Mas daí você pode argumentar, “se manca, tudo isso não passa de interesse financeiro e político/eleitoreiro”. Sim e não. Só podemos trabalhar com paradoxos. O resultado financeiro de um produto cultural depende do interesse do público, que o consome; o resultado político depende de pressão, ocupar espaços e vias públicas e transformar isso em sufrágio. Ou seja, há uma transformação de mentalidade em curso na sociedade brasileira – mas em outras partes do Ocidente também -, e isso explica, em partes, a violência da extrema direita no século XXI, a retomada dos discursos de pânico moral e “fiquem longe das escolas e das crianças”.

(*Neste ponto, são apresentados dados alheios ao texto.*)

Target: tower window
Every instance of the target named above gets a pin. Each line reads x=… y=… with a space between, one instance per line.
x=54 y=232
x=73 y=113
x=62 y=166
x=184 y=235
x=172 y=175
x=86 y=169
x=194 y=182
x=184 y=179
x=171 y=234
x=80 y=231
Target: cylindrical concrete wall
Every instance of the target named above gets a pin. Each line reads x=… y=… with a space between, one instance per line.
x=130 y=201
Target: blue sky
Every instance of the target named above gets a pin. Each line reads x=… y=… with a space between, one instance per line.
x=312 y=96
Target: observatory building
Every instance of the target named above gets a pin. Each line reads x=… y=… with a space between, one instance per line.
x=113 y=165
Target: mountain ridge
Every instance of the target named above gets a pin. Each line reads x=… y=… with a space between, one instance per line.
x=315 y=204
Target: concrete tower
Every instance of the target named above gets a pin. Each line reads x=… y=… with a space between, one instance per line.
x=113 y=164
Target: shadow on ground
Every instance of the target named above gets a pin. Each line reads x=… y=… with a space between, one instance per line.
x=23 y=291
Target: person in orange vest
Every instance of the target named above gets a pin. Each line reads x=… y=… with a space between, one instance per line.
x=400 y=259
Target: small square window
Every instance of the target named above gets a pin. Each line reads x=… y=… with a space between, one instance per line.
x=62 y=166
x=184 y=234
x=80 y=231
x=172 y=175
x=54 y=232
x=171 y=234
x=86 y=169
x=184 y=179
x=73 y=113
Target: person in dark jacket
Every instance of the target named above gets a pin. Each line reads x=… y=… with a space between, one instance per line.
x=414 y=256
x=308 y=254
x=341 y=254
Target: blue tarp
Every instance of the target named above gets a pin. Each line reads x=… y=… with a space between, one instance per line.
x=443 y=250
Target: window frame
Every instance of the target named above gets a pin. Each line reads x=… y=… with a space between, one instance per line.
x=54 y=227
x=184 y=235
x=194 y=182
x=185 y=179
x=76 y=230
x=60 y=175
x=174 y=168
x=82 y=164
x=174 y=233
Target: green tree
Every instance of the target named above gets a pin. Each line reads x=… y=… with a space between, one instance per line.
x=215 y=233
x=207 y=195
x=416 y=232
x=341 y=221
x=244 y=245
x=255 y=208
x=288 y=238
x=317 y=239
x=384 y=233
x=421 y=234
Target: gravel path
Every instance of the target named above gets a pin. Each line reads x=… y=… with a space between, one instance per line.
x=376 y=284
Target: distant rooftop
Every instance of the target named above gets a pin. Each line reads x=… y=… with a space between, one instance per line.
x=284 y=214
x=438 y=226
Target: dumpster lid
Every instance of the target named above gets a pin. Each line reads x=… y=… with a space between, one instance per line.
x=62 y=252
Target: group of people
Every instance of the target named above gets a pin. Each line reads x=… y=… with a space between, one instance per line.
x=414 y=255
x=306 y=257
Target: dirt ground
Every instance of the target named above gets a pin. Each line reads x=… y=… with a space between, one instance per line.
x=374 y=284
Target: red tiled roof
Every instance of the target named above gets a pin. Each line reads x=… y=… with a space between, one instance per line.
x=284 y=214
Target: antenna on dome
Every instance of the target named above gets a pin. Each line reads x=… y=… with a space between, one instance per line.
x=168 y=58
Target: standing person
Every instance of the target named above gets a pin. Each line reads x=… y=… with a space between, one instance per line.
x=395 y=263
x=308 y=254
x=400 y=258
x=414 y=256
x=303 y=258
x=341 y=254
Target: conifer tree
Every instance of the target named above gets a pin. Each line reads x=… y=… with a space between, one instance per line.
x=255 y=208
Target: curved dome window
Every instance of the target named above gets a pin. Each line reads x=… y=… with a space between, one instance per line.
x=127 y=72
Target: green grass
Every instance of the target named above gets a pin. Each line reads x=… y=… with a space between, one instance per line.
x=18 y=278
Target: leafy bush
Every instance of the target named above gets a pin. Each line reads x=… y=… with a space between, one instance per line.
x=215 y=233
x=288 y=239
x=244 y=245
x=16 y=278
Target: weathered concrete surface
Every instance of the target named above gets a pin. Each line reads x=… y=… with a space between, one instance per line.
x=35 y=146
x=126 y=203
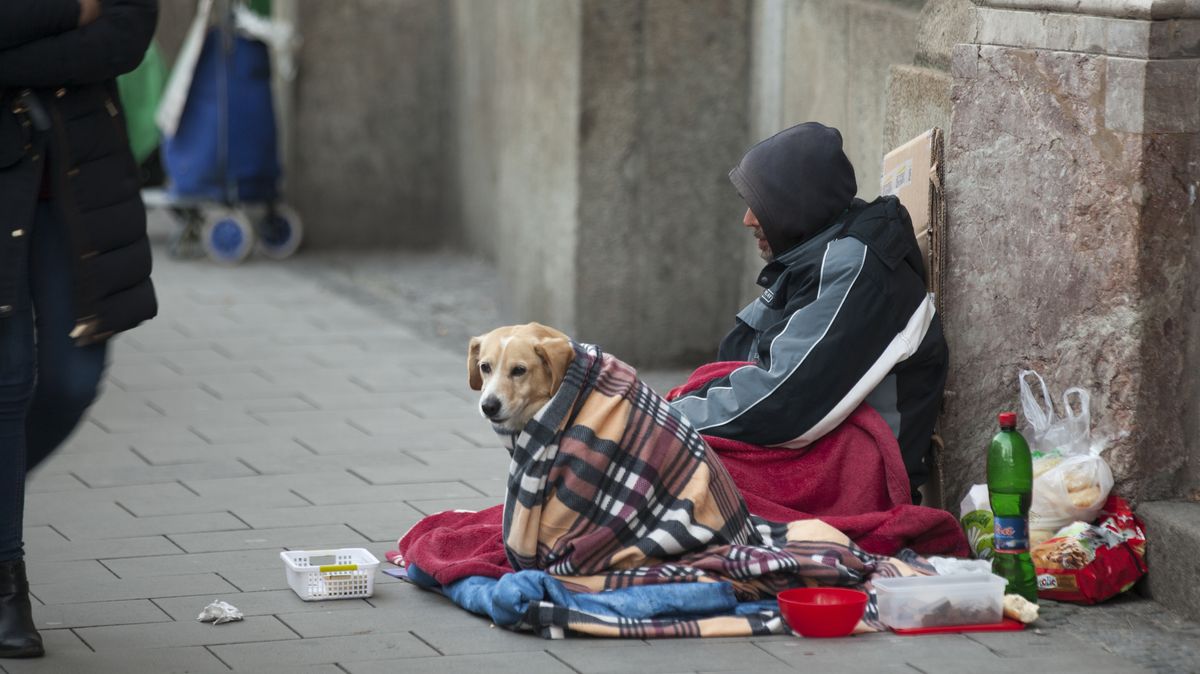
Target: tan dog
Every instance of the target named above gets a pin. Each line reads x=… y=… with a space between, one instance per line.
x=519 y=368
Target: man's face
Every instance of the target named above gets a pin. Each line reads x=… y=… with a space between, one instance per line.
x=751 y=221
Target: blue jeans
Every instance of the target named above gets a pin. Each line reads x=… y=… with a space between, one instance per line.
x=46 y=381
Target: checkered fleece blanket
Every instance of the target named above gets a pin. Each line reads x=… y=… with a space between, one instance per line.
x=610 y=487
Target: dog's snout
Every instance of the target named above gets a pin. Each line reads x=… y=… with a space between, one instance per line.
x=491 y=407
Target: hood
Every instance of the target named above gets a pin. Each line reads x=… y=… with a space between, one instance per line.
x=797 y=182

Retorna para a diplomação de Lula e a entrevista de Liniker ao Roda Viva: o presidente eleito declarar a livre orientação sexual como um dos pilares da democracia, e a cantora Liniker declarar o fim de um governo podre que fez apenas produzir violências contras as LGBT+ são resultados de um processo histórico que teve início na segunda metade do século XX e ganha inclinação a partir de 2002.
Lula é hoje uma versão melhorada de Si no que diz respeito às questões sexuais. Liniker é uma das faces do ponto de inclinação das pessoas não heteras, que apesar de toda a violência produzida pela hetero-norma, ascenderam. No mesmo dia, em horários distintos, Lula e Liniker, duas vidas que consolidam uma enormidade de significantes do Brasil, estavam no centro produzindo e espalhando desejos, motivações e vontade de transformação.
Se pensarmos no processo histórico e refletirmos sobre aspectos da sociedade que estão em transformação, podemos dizer que há no horizonte uma revolução sexual em curso. Sim, possuímos os piores índices de violências contra as mulheres, negr@s, LGBT+ e indígenas, mas também nunca tivemos tantas pontas abertas e favoráveis para construirmos caminhos distintos pela frente.
As pontas ainda estão soltas, mas que pontas são essas? 1) econômico, 2) sócio/sexual e 3) o digital. Os pontos 2 e 3 seguem em transformação de maneira simultânea e deve ser pela vida do sócio/sexual e do digital que o Econômico será transformado. Até porque, a maneira como o modo de produção capitalista se encontra hoje não é mais sustentável, principalmente em sua fase atual, marcada pela profunda acumulação de riquezas. Por exemplo, não é aceitável que durante a pandemia o número de pessoas famintas tenha aumentado, enquanto a concentração de riqueza se aprofundou.
Aqui, Lula e Liniker devem ser pensadas como símbolos potentes de um Brasil que não aguenta mais ficar escondido. De um lado e do outro há resistência contra os poderes normativos que persistem e insistem em eliminar todo o tipo de vida que visa transformar a sociedade, principalmente quando essas transformações envolvem o sócio/sexual e o econômico.
A revolução sexual segue em curso no século XXI e tem contribuído para uma imensa transformação da linguagem, do estético e do imaginário. Agora cabe descobrir como fazer o encontro entre o sexual e o econômico. Esse é o ponto de virada das próximas décadas.